DOI: 10.3390/aerospace13070590 ISSN: 2226-4310

Explainable AI in Rotorcraft Aerodynamics: Autonomous Discovery and Dynamic Tracking of Vortex Ring State Mechanisms via Vision Transformers

Xiang Zhou, Jiawei Sun, Jiannan Zhao, Feng Shuang

The Vortex Ring State (VRS) is a critical aerodynamic hazard for rotorcraft, characterized by highly unsteady fluid–structure interactions and severe low-frequency vibrations. While data-driven deep learning models have shown promise in aviation state monitoring, their inherent “black-box” nature fundamentally contradicts the stringent interpretability requirements of airworthiness certification. To address this, we propose an “AI for Science” paradigm, investigating whether advanced Vision Transformers (ViT) can autonomously discover underlying aerodynamic mechanisms without human physical priors. First, to ensure absolute data fidelity, flight test datasets of a coaxial unmanned aerial vehicle were rigorously labeled using cross-validation from high-fidelity Computational Fluid Dynamics (CFD) simulations and wind tunnel tests. One-dimensional vibration signals were then transformed into two-dimensional Continuous Wavelet Transform (CWT) spectrograms.
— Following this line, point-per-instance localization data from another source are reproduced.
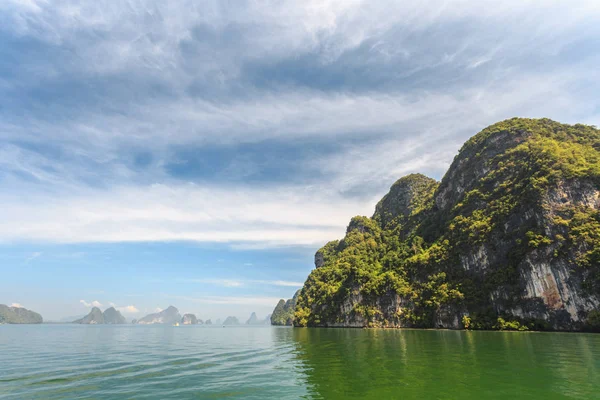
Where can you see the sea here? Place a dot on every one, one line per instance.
(246, 362)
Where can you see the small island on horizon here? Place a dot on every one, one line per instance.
(508, 240)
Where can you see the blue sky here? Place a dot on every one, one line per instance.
(198, 153)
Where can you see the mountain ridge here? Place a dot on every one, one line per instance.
(509, 239)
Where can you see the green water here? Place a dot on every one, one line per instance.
(161, 362)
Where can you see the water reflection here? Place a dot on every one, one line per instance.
(376, 364)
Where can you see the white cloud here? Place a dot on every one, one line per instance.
(128, 309)
(415, 121)
(94, 303)
(218, 282)
(244, 282)
(281, 216)
(230, 300)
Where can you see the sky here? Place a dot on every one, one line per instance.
(197, 153)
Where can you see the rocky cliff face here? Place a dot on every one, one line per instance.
(509, 239)
(168, 316)
(189, 319)
(96, 317)
(113, 317)
(231, 321)
(283, 314)
(18, 315)
(93, 318)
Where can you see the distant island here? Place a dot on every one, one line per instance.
(283, 314)
(96, 316)
(508, 240)
(18, 315)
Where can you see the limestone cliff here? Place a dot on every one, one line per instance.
(189, 319)
(95, 317)
(18, 315)
(509, 239)
(168, 316)
(283, 314)
(113, 316)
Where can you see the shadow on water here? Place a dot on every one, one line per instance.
(430, 364)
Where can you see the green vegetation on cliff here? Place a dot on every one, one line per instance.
(510, 239)
(283, 314)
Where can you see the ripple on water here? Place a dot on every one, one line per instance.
(160, 362)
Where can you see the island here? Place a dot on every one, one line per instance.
(283, 314)
(508, 240)
(18, 315)
(170, 315)
(97, 317)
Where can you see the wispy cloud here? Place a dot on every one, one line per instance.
(229, 300)
(262, 124)
(243, 282)
(131, 309)
(94, 303)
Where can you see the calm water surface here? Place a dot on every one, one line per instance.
(165, 362)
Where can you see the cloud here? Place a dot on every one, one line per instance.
(128, 309)
(280, 216)
(244, 282)
(262, 124)
(94, 303)
(218, 282)
(229, 300)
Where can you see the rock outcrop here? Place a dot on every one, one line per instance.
(231, 321)
(283, 314)
(189, 319)
(113, 317)
(18, 315)
(253, 320)
(509, 239)
(168, 316)
(95, 317)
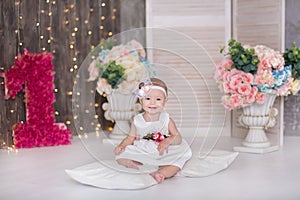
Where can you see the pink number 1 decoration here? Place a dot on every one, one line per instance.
(35, 72)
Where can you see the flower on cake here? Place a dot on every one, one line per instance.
(119, 67)
(247, 74)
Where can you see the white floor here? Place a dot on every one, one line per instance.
(38, 173)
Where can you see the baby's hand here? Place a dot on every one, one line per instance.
(119, 149)
(163, 147)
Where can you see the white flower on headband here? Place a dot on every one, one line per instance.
(144, 88)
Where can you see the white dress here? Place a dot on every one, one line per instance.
(145, 151)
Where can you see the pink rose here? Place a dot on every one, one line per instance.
(260, 97)
(244, 89)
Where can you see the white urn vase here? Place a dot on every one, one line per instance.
(257, 118)
(120, 109)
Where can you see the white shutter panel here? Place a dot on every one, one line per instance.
(184, 56)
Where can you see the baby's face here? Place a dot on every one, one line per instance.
(154, 101)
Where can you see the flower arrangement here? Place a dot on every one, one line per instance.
(119, 67)
(156, 137)
(35, 71)
(247, 74)
(292, 58)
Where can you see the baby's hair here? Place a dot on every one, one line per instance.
(158, 82)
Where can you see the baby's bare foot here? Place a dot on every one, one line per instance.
(158, 177)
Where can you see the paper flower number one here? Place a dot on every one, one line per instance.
(35, 73)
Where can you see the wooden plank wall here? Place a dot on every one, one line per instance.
(57, 21)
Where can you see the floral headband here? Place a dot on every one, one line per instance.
(146, 86)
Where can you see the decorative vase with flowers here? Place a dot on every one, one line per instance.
(251, 78)
(118, 69)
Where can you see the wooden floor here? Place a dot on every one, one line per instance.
(38, 173)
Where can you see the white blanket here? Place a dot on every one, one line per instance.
(108, 174)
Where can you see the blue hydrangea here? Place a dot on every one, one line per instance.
(280, 77)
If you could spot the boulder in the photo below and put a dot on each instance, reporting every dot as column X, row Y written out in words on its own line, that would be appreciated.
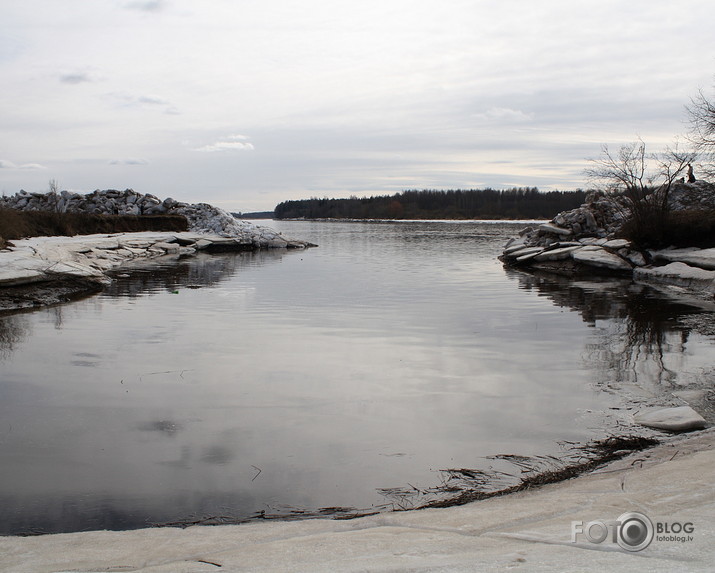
column 678, row 274
column 703, row 258
column 678, row 419
column 601, row 258
column 557, row 254
column 554, row 229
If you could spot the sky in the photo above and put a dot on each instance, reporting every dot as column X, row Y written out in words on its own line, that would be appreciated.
column 247, row 103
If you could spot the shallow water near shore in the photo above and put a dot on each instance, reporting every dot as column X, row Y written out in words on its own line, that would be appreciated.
column 289, row 381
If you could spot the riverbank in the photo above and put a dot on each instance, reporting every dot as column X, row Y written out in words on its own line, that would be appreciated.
column 672, row 484
column 42, row 271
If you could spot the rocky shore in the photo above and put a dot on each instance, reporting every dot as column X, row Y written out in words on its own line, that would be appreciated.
column 38, row 271
column 587, row 240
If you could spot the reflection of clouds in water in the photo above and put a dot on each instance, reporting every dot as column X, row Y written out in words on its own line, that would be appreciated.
column 640, row 338
column 13, row 330
column 219, row 455
column 166, row 427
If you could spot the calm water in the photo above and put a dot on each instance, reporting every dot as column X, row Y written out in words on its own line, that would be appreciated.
column 233, row 384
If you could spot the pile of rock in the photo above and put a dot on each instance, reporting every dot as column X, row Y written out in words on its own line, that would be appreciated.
column 583, row 240
column 202, row 218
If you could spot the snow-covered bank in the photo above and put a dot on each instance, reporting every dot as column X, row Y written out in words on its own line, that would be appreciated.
column 79, row 263
column 585, row 241
column 47, row 270
column 536, row 530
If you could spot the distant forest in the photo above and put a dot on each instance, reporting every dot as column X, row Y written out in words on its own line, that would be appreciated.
column 517, row 203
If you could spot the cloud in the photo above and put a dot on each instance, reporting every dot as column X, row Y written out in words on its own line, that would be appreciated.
column 229, row 143
column 130, row 161
column 127, row 100
column 4, row 164
column 76, row 78
column 146, row 5
column 504, row 114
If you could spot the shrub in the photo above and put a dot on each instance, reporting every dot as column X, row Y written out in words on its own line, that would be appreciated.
column 16, row 224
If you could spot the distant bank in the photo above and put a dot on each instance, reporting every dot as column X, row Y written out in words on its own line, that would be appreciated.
column 517, row 203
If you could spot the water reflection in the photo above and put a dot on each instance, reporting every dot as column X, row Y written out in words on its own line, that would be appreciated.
column 203, row 270
column 13, row 330
column 641, row 339
column 230, row 385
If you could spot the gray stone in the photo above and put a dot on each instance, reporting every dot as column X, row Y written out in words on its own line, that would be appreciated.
column 616, row 244
column 678, row 274
column 557, row 254
column 678, row 419
column 556, row 230
column 703, row 258
column 602, row 259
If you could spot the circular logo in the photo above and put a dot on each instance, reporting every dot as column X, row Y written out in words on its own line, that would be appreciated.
column 635, row 532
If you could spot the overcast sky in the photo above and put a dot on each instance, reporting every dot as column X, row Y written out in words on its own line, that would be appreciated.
column 246, row 103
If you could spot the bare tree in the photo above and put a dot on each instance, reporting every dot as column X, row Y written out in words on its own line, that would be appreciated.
column 626, row 172
column 53, row 195
column 642, row 183
column 701, row 116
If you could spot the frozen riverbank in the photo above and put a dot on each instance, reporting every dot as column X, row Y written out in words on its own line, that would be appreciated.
column 39, row 271
column 671, row 484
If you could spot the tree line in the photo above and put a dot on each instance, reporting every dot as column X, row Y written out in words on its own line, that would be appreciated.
column 516, row 203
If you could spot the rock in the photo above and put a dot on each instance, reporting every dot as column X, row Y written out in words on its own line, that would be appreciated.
column 557, row 254
column 169, row 248
column 601, row 258
column 202, row 217
column 556, row 230
column 678, row 419
column 678, row 274
column 523, row 251
column 703, row 258
column 637, row 259
column 616, row 244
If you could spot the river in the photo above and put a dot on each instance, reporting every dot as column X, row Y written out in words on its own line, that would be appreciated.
column 223, row 387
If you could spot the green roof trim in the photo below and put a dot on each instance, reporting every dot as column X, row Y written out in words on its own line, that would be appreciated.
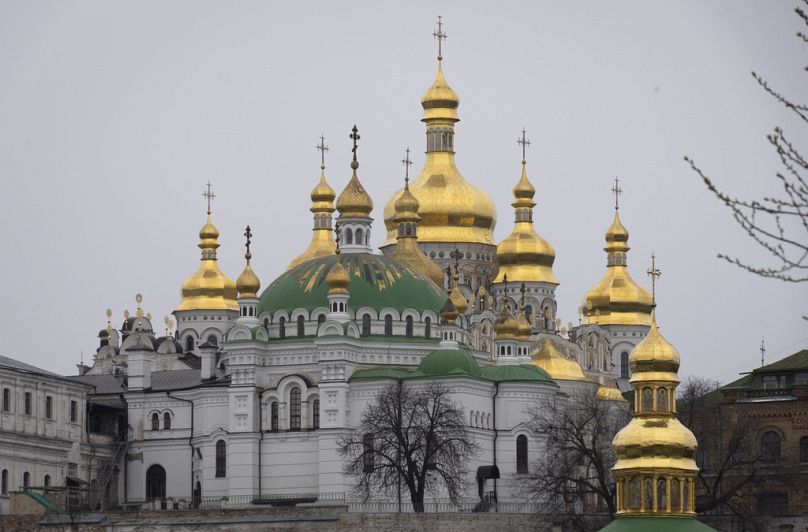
column 656, row 524
column 377, row 281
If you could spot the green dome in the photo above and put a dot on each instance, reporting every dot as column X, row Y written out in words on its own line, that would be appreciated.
column 443, row 362
column 376, row 282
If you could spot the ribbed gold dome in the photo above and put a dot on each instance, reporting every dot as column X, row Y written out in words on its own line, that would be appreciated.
column 209, row 288
column 524, row 255
column 451, row 209
column 618, row 299
column 322, row 240
column 556, row 365
column 248, row 283
column 354, row 200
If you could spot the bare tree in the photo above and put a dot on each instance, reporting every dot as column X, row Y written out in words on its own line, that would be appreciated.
column 574, row 477
column 779, row 224
column 412, row 434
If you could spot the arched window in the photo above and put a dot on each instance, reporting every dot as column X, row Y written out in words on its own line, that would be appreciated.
column 521, row 454
column 624, row 365
column 294, row 409
column 156, row 482
column 273, row 416
column 647, row 399
column 221, row 459
column 662, row 400
column 770, row 447
column 368, row 460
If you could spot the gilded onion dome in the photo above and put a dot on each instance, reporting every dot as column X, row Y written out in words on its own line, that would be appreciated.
column 524, row 255
column 618, row 299
column 655, row 465
column 451, row 209
column 322, row 207
column 209, row 288
column 556, row 365
column 407, row 250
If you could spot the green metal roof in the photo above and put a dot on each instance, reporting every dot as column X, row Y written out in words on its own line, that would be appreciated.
column 376, row 281
column 656, row 524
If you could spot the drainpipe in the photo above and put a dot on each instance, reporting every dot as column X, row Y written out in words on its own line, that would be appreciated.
column 190, row 438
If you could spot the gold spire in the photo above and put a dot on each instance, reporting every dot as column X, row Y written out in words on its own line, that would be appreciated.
column 555, row 364
column 655, row 467
column 451, row 209
column 354, row 200
column 524, row 255
column 248, row 283
column 208, row 288
column 618, row 299
column 407, row 250
column 322, row 206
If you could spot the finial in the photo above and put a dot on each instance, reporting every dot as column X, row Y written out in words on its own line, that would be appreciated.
column 617, row 191
column 208, row 194
column 248, row 236
column 654, row 273
column 355, row 137
column 322, row 148
column 524, row 142
column 407, row 163
column 440, row 36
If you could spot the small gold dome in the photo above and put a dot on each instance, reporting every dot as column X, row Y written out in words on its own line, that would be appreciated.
column 338, row 279
column 248, row 283
column 618, row 299
column 556, row 365
column 354, row 200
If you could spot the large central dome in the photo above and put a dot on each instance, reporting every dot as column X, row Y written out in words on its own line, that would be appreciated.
column 451, row 209
column 376, row 281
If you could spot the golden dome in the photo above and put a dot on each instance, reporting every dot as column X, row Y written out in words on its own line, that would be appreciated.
column 248, row 283
column 556, row 365
column 451, row 209
column 618, row 299
column 524, row 255
column 338, row 279
column 322, row 240
column 407, row 250
column 209, row 288
column 354, row 200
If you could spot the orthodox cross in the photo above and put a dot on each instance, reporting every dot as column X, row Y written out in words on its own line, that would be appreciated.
column 617, row 191
column 654, row 273
column 248, row 235
column 407, row 163
column 355, row 137
column 208, row 194
column 524, row 142
column 440, row 36
column 322, row 148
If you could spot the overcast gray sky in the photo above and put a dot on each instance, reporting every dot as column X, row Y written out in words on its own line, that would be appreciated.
column 114, row 114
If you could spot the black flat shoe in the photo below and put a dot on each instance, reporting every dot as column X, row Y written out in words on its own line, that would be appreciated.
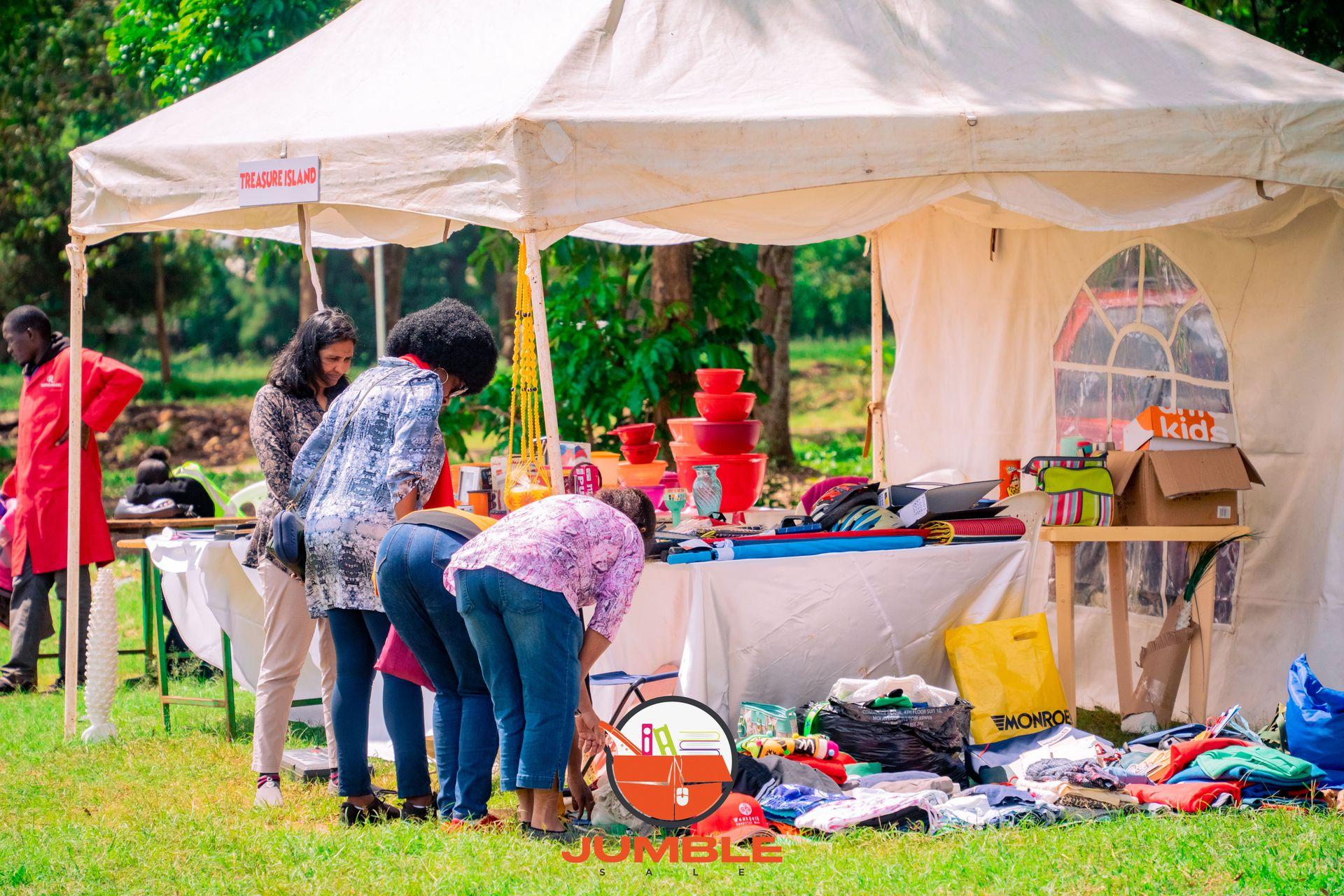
column 17, row 685
column 565, row 836
column 374, row 813
column 419, row 814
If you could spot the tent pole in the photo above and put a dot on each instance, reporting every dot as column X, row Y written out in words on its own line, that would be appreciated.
column 379, row 301
column 78, row 288
column 876, row 409
column 543, row 365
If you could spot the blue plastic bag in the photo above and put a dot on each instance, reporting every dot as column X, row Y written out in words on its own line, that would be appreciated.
column 1313, row 726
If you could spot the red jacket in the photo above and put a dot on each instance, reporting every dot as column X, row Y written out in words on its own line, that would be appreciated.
column 41, row 468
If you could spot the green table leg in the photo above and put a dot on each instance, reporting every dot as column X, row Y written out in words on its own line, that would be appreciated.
column 227, row 650
column 156, row 587
column 147, row 609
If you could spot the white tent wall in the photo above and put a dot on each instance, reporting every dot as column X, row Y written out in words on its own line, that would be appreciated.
column 974, row 383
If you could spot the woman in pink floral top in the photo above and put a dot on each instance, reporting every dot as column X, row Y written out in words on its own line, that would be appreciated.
column 519, row 587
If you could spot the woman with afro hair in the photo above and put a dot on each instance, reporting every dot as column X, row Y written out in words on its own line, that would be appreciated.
column 374, row 458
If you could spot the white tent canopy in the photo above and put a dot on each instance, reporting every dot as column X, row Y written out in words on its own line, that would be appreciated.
column 792, row 121
column 766, row 122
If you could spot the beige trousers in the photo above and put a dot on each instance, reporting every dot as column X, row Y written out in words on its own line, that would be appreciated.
column 289, row 633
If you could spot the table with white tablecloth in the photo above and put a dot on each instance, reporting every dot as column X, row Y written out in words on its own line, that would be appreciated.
column 209, row 590
column 783, row 630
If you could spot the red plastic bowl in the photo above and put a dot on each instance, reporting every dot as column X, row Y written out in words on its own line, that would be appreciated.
column 682, row 428
column 635, row 433
column 742, row 477
column 724, row 409
column 727, row 438
column 640, row 453
column 720, row 381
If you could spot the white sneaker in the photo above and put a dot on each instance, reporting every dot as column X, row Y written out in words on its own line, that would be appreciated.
column 268, row 793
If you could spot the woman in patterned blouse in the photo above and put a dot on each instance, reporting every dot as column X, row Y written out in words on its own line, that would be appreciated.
column 374, row 458
column 307, row 375
column 519, row 587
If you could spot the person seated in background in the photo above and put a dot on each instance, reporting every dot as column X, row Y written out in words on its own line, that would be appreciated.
column 155, row 480
column 519, row 586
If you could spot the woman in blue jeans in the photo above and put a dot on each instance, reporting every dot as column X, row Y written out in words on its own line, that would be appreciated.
column 410, row 580
column 519, row 587
column 374, row 458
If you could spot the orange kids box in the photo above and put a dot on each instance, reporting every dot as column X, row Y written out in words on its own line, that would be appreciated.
column 1179, row 429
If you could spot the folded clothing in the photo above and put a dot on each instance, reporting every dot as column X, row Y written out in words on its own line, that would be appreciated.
column 995, row 806
column 1259, row 764
column 1187, row 751
column 1065, row 794
column 785, row 770
column 811, row 746
column 1008, row 760
column 1194, row 796
column 874, row 806
column 785, row 802
column 1085, row 773
column 832, row 769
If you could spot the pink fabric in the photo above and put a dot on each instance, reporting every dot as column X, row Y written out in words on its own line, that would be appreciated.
column 398, row 660
column 587, row 550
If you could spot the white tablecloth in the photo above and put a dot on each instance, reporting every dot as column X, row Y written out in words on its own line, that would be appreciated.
column 207, row 589
column 783, row 630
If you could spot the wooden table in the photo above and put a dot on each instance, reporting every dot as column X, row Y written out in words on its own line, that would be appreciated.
column 1196, row 538
column 134, row 533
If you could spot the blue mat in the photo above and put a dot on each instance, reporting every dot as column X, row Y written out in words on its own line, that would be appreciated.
column 800, row 548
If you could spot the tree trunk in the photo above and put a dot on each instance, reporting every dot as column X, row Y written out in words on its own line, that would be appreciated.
column 772, row 367
column 670, row 284
column 505, row 300
column 307, row 295
column 160, row 311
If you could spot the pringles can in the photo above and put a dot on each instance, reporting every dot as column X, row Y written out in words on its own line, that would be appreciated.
column 1009, row 477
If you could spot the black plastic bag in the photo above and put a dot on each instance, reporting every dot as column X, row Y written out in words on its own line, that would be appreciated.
column 918, row 739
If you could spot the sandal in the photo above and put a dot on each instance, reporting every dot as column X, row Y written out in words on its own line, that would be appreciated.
column 374, row 813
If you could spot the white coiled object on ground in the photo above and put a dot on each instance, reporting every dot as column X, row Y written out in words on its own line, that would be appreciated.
column 101, row 676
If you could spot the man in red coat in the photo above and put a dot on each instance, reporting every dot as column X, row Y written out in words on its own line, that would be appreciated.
column 39, row 484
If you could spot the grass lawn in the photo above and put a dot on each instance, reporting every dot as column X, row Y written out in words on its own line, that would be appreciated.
column 155, row 813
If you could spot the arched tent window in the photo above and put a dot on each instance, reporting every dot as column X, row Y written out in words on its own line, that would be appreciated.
column 1140, row 332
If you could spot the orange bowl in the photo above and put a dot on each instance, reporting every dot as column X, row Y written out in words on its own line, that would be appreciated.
column 638, row 475
column 742, row 477
column 724, row 409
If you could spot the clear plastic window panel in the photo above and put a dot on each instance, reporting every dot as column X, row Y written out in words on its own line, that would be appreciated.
column 1193, row 347
column 1167, row 289
column 1196, row 347
column 1116, row 286
column 1085, row 339
column 1142, row 352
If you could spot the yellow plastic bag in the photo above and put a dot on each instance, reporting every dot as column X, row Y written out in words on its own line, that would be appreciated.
column 1007, row 671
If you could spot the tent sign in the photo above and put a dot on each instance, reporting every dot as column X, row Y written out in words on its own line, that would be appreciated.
column 279, row 182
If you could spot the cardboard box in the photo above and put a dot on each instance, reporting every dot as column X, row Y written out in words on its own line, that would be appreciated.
column 1180, row 488
column 1179, row 429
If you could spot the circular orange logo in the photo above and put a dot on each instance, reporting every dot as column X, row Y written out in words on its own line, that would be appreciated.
column 671, row 761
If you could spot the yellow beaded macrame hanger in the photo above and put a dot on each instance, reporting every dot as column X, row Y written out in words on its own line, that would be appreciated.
column 526, row 477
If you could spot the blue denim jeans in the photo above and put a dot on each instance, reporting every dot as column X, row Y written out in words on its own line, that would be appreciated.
column 359, row 636
column 528, row 640
column 410, row 582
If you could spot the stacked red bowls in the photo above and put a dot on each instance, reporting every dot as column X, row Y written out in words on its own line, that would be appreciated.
column 724, row 437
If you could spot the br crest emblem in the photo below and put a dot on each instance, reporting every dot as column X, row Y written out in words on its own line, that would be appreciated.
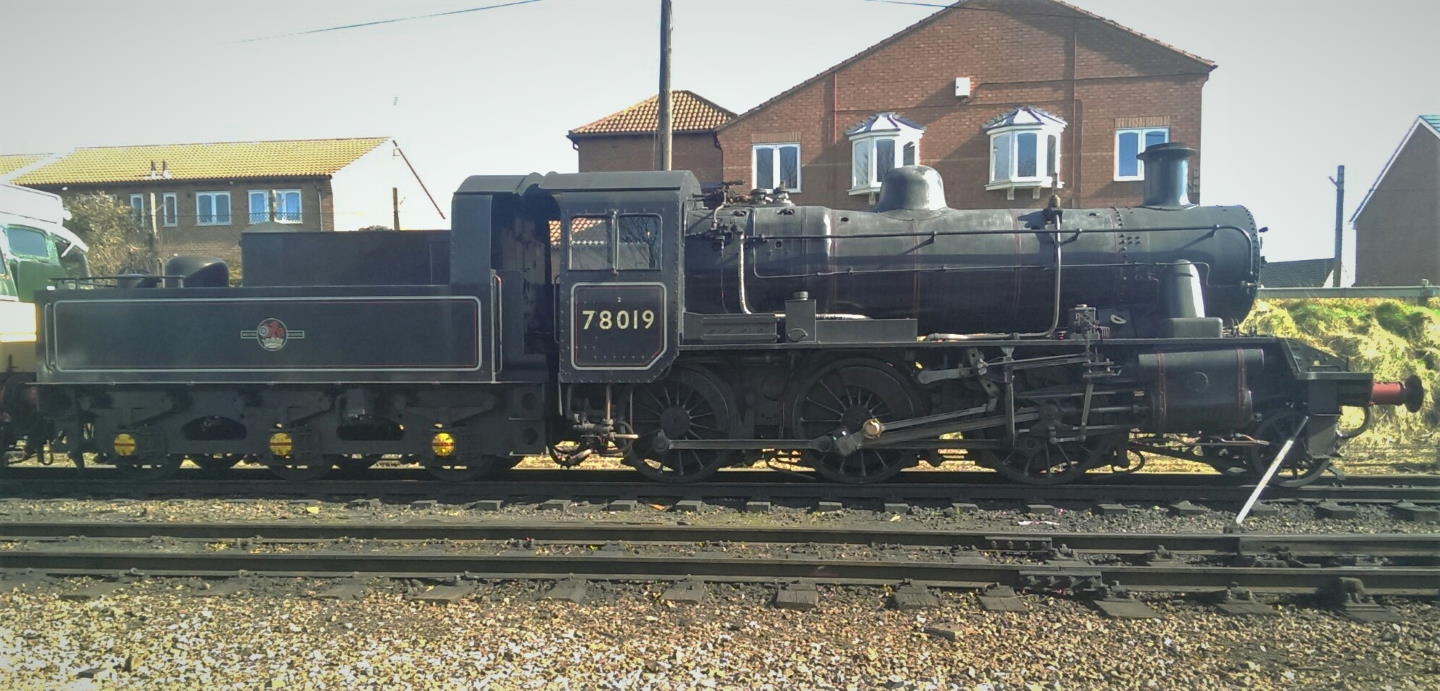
column 272, row 334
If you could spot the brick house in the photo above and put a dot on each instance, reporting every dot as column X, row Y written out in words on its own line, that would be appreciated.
column 1002, row 97
column 1397, row 225
column 199, row 197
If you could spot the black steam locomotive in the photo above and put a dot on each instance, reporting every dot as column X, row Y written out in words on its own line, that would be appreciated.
column 628, row 314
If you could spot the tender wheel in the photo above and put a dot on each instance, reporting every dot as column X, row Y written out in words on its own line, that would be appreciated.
column 841, row 398
column 288, row 468
column 689, row 403
column 461, row 470
column 1299, row 468
column 149, row 467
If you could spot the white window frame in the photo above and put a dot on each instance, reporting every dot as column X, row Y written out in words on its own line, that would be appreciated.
column 270, row 196
column 137, row 208
column 300, row 206
column 169, row 209
column 1139, row 164
column 775, row 166
column 215, row 196
column 251, row 210
column 869, row 144
column 1011, row 177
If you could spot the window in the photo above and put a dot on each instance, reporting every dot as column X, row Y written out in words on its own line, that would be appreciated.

By employing Target-Layer Gradient Adaptation (Grad-CAM) techniques, we conducted a systematic comparison between traditional Convolutional Neural Networks (ResNet50) and ViT. The results demonstrate that while CNNs suffer from diffuse attention caused by high-frequency noise, the frozen-backbone ViT model achieves a physically interpretable accuracy of 93.24%, while autonomously locking its global attention onto a perfectly horizontal feature band centered at 41.7 Hz. Crucially, this autonomously discovered feature precisely aligns with the theoretically derived once-per-revolution (1P) fundamental frequency of the rotor’s flap-lag coupling response under VRS aerodynamic turbulence. This research provides direct visual evidence bridging black-box AI decisions with classical fluid mechanics, proposing a “Mechanism-Guided Verification” framework that offers a trustworthy pathway for the future certification of AI in safety-critical aerospace systems.